For generations, economies have been drowning in debts that far exceed their national income. In short, previous generations enjoyed martinis from the Fed or the ECB, while subsequent generations had to deal with hangovers. In this context, Gold Switzerland points out some hard facts:

Greed. “When my grandfather was the CEO of Ford long before I was born, the ratio of CEO pay to employee pay at the largest publicly traded companies was 20 to 1. Today, that ratio has jumped to 340 to 1. And for Amazon executives, that ratio is a staggering 6,474 to 1. Again, I am a capitalist, but this wealth inequality and the greed of senior executives is not a product of fair play and equal access to credit or true capitalist competition.” says Gold Switzerland analyst.

Scott Galloway called this generation “oriented towards”“increasing remuneration with decreasing responsibility” which is illustrated by Boeing's CEO's annual salary of $34 million.
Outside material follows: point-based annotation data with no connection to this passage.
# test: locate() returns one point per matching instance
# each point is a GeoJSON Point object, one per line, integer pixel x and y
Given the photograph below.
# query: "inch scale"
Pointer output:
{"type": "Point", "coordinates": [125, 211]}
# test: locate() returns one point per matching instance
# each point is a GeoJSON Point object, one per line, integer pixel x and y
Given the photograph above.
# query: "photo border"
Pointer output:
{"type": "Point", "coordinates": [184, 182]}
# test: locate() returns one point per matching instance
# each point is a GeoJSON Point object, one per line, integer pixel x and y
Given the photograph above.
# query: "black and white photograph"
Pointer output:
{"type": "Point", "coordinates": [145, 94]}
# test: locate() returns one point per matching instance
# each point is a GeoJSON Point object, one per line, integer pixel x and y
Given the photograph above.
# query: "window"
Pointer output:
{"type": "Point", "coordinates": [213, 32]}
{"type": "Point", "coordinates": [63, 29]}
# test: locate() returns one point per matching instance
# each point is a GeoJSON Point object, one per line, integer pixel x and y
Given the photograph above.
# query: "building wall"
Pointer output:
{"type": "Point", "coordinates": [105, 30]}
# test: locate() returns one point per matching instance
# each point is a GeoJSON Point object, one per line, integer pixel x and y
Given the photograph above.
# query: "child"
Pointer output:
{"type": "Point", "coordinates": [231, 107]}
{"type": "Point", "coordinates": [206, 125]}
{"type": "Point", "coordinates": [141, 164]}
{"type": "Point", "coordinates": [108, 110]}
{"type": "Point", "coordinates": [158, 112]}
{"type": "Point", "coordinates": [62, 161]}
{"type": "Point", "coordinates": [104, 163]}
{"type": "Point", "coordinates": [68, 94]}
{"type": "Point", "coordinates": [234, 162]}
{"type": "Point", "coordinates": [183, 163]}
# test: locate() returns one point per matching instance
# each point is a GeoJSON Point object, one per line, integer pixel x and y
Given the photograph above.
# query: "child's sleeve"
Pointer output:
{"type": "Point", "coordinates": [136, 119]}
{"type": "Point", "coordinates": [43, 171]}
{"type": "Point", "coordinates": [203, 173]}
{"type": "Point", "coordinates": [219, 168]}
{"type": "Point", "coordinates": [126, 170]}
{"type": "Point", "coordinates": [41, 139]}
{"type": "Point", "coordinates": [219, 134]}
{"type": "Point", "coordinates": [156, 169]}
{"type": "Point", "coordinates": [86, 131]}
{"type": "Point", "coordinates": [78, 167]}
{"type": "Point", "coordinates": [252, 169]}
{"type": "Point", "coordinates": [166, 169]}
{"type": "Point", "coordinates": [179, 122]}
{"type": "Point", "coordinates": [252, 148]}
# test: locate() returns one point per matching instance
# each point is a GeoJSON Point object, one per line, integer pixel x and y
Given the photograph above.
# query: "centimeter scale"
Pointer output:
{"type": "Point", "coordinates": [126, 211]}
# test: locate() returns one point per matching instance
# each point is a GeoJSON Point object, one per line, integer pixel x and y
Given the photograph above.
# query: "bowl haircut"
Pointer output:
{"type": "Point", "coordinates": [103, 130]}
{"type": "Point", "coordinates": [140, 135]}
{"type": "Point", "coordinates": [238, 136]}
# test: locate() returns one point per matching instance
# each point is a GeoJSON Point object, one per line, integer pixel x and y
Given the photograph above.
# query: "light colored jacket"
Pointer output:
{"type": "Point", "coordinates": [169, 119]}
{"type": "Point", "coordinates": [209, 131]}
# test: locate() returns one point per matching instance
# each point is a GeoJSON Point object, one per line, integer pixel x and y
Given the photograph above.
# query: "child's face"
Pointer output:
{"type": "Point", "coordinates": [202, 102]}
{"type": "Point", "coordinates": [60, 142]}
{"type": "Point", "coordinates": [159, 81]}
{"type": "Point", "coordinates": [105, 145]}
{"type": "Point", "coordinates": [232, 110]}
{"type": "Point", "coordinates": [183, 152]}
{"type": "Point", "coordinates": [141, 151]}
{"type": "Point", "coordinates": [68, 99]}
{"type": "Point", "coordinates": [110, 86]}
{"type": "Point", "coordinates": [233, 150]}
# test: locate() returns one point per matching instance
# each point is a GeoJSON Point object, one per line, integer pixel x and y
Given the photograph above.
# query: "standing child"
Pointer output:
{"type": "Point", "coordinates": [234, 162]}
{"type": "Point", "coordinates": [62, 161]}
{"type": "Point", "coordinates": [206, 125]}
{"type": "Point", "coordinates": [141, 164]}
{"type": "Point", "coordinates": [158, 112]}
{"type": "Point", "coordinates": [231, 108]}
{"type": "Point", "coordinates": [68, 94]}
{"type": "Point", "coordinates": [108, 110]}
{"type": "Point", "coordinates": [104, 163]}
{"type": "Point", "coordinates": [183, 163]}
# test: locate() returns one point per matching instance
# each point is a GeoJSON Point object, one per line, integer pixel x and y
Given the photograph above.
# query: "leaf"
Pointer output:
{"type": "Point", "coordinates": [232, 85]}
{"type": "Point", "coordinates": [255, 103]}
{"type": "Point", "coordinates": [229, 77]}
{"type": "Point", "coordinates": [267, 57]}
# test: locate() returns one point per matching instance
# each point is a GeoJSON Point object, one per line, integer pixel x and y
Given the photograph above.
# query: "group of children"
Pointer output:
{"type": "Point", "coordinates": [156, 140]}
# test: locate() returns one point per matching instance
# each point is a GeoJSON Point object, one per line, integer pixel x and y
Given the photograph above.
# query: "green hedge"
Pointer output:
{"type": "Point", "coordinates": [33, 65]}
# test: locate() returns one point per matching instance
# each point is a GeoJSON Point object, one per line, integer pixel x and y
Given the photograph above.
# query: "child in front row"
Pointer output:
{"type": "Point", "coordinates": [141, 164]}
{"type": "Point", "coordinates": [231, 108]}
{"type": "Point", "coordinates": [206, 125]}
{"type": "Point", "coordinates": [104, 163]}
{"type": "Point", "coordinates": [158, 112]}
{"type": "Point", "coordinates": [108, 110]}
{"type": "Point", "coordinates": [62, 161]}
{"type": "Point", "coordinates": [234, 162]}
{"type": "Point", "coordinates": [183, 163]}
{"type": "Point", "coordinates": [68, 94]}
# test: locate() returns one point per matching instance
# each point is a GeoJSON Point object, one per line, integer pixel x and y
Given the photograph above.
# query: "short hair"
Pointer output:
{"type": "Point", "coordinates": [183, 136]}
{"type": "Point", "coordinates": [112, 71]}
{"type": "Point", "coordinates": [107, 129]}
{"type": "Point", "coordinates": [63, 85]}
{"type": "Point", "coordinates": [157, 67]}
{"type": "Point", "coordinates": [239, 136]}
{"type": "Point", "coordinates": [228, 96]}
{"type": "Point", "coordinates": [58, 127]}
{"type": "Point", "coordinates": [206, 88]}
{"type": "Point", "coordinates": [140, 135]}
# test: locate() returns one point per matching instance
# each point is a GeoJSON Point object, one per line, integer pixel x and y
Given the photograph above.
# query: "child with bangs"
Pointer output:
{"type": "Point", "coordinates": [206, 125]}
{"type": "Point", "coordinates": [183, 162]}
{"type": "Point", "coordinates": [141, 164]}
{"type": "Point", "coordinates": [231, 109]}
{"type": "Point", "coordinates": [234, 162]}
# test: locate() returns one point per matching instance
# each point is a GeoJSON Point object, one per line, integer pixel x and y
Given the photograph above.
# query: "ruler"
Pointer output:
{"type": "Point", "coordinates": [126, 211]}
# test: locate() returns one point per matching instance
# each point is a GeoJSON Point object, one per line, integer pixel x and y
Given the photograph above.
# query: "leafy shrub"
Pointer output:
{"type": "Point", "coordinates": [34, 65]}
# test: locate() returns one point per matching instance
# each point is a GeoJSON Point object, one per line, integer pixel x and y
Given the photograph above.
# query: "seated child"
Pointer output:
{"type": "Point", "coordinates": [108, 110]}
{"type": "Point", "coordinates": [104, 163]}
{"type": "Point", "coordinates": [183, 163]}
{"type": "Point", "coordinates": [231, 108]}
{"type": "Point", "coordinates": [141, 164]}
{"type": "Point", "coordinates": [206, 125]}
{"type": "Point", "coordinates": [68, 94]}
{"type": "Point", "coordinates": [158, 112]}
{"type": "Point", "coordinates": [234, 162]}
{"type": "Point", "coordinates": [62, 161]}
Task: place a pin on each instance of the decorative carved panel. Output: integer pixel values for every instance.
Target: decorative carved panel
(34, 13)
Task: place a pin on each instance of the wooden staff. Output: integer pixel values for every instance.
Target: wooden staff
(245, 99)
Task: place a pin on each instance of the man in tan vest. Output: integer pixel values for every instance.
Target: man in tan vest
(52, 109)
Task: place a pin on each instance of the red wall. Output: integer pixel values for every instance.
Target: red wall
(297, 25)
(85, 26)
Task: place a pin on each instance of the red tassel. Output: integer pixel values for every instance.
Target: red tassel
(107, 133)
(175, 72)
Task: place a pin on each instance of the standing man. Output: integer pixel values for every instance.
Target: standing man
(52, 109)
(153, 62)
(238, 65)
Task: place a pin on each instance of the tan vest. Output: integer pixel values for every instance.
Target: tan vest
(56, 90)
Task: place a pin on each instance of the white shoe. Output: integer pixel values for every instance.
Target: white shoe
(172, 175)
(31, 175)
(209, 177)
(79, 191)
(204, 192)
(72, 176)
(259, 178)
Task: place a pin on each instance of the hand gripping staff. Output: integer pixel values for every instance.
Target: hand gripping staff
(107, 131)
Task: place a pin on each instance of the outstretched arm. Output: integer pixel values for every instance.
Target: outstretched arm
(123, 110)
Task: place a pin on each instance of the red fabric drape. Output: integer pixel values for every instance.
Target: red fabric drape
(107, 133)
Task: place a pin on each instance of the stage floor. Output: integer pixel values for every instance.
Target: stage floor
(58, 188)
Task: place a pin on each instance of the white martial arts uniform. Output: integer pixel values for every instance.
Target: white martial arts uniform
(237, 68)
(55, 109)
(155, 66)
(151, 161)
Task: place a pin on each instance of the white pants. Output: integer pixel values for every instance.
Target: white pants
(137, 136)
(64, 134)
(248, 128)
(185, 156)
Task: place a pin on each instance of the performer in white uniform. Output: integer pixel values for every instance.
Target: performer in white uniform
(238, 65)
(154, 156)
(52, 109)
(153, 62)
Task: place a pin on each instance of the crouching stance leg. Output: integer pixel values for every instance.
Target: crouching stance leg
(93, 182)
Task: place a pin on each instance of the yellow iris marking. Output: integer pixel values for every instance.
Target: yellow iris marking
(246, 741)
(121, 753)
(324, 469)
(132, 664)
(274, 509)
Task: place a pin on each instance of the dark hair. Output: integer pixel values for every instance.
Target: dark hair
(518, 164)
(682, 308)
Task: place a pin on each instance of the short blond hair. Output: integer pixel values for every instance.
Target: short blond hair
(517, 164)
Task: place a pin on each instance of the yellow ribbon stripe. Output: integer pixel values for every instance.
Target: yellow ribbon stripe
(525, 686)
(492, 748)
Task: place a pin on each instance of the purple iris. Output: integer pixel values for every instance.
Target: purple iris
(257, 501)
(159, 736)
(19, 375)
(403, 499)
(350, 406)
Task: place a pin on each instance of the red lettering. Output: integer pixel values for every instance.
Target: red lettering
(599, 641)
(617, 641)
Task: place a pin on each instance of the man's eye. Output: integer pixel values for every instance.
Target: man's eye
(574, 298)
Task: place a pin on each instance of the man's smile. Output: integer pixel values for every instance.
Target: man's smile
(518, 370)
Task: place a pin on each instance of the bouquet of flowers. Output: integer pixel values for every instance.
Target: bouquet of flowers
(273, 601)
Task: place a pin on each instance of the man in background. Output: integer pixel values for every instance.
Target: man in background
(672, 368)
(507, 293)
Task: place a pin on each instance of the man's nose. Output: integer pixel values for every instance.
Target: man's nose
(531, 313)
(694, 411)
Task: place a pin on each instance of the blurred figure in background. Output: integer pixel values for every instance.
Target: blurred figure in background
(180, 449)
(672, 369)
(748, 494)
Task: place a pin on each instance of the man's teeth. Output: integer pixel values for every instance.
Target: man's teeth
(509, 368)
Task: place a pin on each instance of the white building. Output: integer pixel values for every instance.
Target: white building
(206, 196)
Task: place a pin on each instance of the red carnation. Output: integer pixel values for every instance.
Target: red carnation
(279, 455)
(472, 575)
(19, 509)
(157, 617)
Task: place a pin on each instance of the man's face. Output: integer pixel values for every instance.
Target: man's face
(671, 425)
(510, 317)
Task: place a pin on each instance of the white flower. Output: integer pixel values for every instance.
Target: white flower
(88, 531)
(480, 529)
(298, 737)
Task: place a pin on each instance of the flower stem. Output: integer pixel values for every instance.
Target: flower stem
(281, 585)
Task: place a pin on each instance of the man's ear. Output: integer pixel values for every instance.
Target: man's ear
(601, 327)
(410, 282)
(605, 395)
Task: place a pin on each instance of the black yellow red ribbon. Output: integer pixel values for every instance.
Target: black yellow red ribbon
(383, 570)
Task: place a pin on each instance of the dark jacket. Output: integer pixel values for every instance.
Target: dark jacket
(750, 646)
Stock markets:But let's not forget that the US stock market is a largely rigged playing field, with 90% of the real wealth owned by 10% of the population, most of whom came of age in the aforementioned generation “greed”.

This wealth effect is largely due to the actions of governments that never allowed markets to collapse. Policies from the bank bailout (Wall Street socialism) to the current oxymoronic “debt-led growth” narrative (35 trillion) have led to the greatest income inequality and rapid impoverishment in world history.

The last two generations of US residents earn less money adjusted for inflation, while their cost of living – from unaffordable housing to horribly inflated tuition (enslaved by debt) – rises.

At one time, the average home price relative to first-year income was 4.4x; today it is 8.5x. For the first time in American history, 30-year-olds are not doing as well as their parents were at 30, suggesting that the social contract between one generation and the next is now officially broken.